Tuesday, March 8, 2011

Pirates / Corporations - Maybe Not So Different


On the Origin of Corporations
By David Korten / March 7, 2011

Like many Americans, I grew up believing that conservative values were about local control and personal responsibility for family, community, and nature. It seemed curious to me that the political alliance that drove a rollback of the Roosevelt-era policies that created the American middle class called itself conservative and dismissed its liberal opponents as un-American.

Eventually, however, I discovered that the term conservative harkens back to a day when conservatives were monarchists who considered democracy a threat to social order and the seas were ruled by buccaneers and privateers. That was a clarifying moment.

Buccaneer is a colorful name for the pirates of old who pursued personal fortune with rules of their own making. They were, in their time, an iconic expression of “free market” capitalism.

Privateers were buccaneers to whom a king granted legal immunity and safe harbor in return for a share of the booty. Their charge was to extract physical wealth from foreign lands and peoples by whatever means—including the execution of rulers and the slaughter and enslavement of native inhabitants.

Hernán Cortés claimed the Mexican empire of Montezuma for Spain. Hernando de Soto made his initial mark trading slaves in Central America and later allied with Francisco Pizarro to take control of the Inca empire based in Peru.

Some privateers operated powerful naval forces. In 1671, Sir Henry Morgan (yes, appreciative British kings granted favored privateers with titles of nobility in recognition of their service) launched an assault on Panama City with thirty-six ships and nearly two thousand brigands, defeating a large Spanish force and looting the city as it burned to the ground.
As with the buccaneers and privateers of days past, Wall Street’s major players find it more profitable to expropriate the wealth of others than to find honest jobs producing goods and services beneficial to their communities.

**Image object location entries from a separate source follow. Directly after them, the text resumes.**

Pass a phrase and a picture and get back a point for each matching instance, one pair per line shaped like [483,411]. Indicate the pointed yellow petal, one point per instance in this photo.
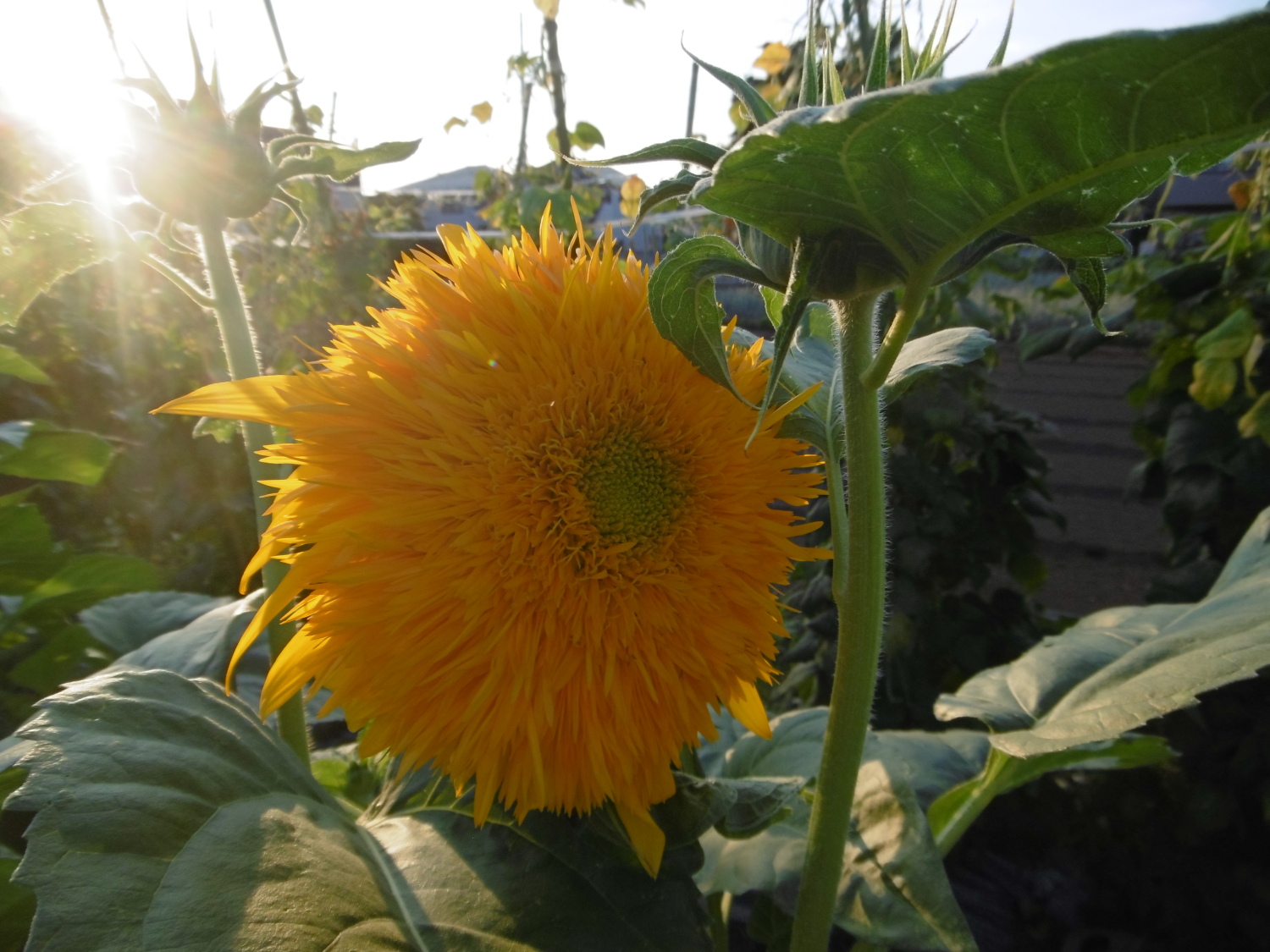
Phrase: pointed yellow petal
[645,835]
[259,399]
[748,708]
[291,586]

Eventually, the ruling monarchs turned from swashbuckling adventurers and chartered pirates to chartered corporations as their favored instruments of colonial expansion, administration, and pillage. The sale of public shares enabled a single firm to amass virtually unlimited financial capital and assured the continuity of the enterprise beyond the death of its founders. Limited liability absolved the owners of personal liability for the firm’s losses or misdeeds.

Corporations chartered by the British Crown established several of the earliest colonial settlements in what later became the United States and populated them with bonded laborers—many involuntarily transported from England—to work their properties. The importation of slaves from Africa followed.

The East India Company (chartered in 1600) was the primary instrument of Britain’s colonization of India, a country the company ruled until 1784 much as if it were a private estate. In the early 1800s, the East India Company established a thriving business exporting tea from China, paying for its purchases with illegal opium.

The Dutch East India Company (chartered in 1602) established its sovereignty over what is now Indonesia and reduced the local people to poverty by displacing them from their lands to grow spices for sale in Europe.

Roulette wheel, photo by John WardellBankers, Bookies, and Gamblers
What is the proper role and social function of a bank? The answer starts with getting the question right.

It is no exaggeration to characterize these forerunners of contemporary publicly traded limited liability corporations as, in effect, legally sanctioned and protected crime syndicates with private armies and navies backed by a mandate from their home governments to extort tribute, expropriate land and other wealth, monopolize markets, trade slaves, deal drugs, and profit from financial scams.

Wall Street hedge fund managers, day traders, currency traders, and other unlicensed phantom-wealth speculators are the independent, unlicensed buccaneers of our day. Wall Street banks are modern day commissioned privateers who ply a similar trade with state backing and safe harbor. The economy is their ocean. Publicly traded corporations serve as their favored vessels of plunder, financial leverage is their favored weapon, and the state is their servant-guardian.

As with the buccaneers and privateers of days past, Wall Street’s major players find it more profitable to expropriate the wealth of others than to find honest jobs producing goods and services beneficial to their communities. They walk away with their fees, commissions, and bonus packages and leave it to others to pick up the costs of federal bailouts, gyrating economic cycles, collapsing environmental systems, broken families, shattered communities, and the export of jobs along with the manufacturing, technology, and research capacities that go with them.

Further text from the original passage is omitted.